The roll-to-roll manufactured OPV cell showed excellent energy-conversion performance. It achieved a power-conversion efficiency (the ratio of output electrical energy to input optical energy) of 8.5 ± 0.2%. This value is nearly identical to those of devices produced by high-vacuum thermal evaporation, the conventional small-scale fabrication method.

Additionally, this integrated system was able to generate highly uniform films; the thickness nonuniformity of the BPhen buffer layer was <3% and the root-mean-square surface roughness was as low as 0.66 nm. This thickness-homogeneity is critical for reproducible performance and reliable long-term operation. The same setup was also demonstrated to be suitable for producing tandem photovoltaic cells with sophisticated, multilayer structures but enhanced output voltage.

Alexander Ayzner of the University of California, Santa Cruz, who was not involved in this study, says that this work “is a very encouraging demonstration that roll-to-roll processing of organic photovoltaic devices can be accomplished with nearly no loss in performance relative to conventional, small-scale fabrication methods.
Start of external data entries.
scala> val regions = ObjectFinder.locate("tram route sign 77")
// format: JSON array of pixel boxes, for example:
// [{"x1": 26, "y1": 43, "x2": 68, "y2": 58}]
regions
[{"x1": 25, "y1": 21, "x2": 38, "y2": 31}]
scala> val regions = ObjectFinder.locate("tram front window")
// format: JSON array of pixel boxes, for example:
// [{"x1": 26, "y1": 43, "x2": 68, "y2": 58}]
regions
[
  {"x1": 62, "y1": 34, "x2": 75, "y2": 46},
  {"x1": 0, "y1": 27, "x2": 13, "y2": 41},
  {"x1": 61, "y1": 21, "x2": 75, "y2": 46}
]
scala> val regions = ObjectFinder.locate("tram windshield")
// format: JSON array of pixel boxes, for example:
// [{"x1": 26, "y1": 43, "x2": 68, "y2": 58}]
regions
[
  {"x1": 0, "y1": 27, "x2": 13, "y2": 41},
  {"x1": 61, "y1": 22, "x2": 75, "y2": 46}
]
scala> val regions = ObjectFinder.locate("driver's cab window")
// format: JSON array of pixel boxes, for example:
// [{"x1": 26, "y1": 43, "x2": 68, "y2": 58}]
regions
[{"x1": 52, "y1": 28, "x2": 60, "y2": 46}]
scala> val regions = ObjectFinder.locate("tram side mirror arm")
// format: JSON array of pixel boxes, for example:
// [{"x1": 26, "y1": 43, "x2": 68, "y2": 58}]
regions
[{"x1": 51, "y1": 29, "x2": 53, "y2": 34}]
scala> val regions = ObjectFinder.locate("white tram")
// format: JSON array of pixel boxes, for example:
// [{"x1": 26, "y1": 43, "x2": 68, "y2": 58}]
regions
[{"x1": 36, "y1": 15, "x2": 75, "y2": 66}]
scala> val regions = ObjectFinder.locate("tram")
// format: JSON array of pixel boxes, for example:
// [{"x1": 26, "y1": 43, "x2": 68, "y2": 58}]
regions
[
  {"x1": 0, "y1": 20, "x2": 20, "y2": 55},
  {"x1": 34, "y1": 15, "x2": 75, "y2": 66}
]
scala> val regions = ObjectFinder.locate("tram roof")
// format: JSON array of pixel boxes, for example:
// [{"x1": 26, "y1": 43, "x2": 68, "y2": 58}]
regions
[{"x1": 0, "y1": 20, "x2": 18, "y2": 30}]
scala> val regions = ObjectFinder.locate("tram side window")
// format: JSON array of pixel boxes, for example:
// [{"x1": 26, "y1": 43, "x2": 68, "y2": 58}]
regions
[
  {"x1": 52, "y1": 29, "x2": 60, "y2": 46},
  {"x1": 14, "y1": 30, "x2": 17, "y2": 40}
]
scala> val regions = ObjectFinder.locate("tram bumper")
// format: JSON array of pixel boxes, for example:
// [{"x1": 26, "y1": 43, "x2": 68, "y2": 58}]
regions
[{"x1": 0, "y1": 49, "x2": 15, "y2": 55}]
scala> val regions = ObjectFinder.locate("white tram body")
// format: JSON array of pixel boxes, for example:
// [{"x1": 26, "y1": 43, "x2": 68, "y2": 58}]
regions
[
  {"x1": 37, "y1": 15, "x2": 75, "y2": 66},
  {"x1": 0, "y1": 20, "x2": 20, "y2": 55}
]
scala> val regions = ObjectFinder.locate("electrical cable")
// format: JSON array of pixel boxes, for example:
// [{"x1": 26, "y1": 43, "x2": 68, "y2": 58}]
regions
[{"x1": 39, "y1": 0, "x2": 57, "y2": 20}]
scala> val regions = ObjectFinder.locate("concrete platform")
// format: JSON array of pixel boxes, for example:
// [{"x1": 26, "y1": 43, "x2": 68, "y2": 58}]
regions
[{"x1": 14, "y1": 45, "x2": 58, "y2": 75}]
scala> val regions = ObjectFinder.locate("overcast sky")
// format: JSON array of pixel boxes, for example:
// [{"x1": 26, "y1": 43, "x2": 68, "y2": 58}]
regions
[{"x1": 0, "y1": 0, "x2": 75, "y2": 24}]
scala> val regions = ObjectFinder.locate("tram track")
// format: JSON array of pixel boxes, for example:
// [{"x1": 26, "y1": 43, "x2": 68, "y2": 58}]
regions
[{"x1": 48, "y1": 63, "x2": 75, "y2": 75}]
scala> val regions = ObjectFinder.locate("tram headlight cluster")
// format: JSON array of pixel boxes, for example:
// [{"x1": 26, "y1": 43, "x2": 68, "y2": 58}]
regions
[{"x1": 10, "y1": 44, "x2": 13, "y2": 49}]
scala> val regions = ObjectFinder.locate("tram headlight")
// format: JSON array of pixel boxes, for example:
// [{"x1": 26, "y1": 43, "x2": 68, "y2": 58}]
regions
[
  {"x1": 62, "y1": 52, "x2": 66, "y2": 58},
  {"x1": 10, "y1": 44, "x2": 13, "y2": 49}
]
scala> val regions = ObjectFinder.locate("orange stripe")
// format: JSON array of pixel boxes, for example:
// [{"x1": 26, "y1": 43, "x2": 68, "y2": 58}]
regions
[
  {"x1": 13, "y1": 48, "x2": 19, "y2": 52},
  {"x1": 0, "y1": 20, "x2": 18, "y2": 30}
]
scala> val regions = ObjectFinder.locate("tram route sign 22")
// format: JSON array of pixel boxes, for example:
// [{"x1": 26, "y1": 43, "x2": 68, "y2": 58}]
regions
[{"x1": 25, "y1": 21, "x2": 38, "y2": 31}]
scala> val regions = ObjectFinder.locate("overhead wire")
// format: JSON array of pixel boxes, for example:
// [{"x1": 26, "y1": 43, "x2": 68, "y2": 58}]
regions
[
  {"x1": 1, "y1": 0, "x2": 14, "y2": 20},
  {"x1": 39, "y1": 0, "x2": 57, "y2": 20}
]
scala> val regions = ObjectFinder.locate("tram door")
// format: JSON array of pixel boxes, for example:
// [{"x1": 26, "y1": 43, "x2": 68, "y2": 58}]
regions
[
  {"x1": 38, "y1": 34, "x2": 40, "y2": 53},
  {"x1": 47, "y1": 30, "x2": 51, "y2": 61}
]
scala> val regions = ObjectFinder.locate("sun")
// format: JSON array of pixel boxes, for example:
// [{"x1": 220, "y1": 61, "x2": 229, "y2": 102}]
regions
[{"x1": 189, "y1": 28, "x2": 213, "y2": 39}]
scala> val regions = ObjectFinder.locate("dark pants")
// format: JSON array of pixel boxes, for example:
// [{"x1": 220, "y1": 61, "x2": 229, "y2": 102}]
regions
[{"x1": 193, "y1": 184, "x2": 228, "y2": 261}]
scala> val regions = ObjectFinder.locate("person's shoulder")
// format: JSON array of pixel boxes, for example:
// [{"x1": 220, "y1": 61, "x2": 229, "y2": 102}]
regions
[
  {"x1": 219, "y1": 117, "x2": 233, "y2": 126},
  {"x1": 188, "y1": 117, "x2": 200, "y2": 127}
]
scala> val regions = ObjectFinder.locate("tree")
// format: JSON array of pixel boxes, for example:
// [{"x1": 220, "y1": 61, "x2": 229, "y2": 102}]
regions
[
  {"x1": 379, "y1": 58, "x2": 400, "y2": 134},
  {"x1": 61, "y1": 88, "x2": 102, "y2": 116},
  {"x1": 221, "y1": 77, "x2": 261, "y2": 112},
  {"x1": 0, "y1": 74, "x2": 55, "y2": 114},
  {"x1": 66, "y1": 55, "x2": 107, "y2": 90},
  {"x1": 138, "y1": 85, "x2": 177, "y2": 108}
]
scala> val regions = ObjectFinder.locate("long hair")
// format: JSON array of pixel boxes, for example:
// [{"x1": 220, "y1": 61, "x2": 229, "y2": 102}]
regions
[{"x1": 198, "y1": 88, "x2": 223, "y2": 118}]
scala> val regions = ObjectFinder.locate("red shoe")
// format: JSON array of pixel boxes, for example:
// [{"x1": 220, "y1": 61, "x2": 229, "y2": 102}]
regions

As the OPV field has become more mature, rapid and large-scale processing techniques are extremely important for the broad adoption of organic solar cells in industry.”

The structure of the roll-to-roll manufacturing system. It integrates organic vapor-phase deposition (OVPD) with vapor thermal evaporation (VTE) techniques. Credit: American Institute of Physics.

The research team is interested in investigating the possibility of making other organic electronics, such as organic light-emitting diodes, with their system. “Growth dynamics under a range of manufacturing conditions [e.g., throughput, materials dependence on film properties] are all the parameters that need to be better understood in growing controlled films,” Forrest says.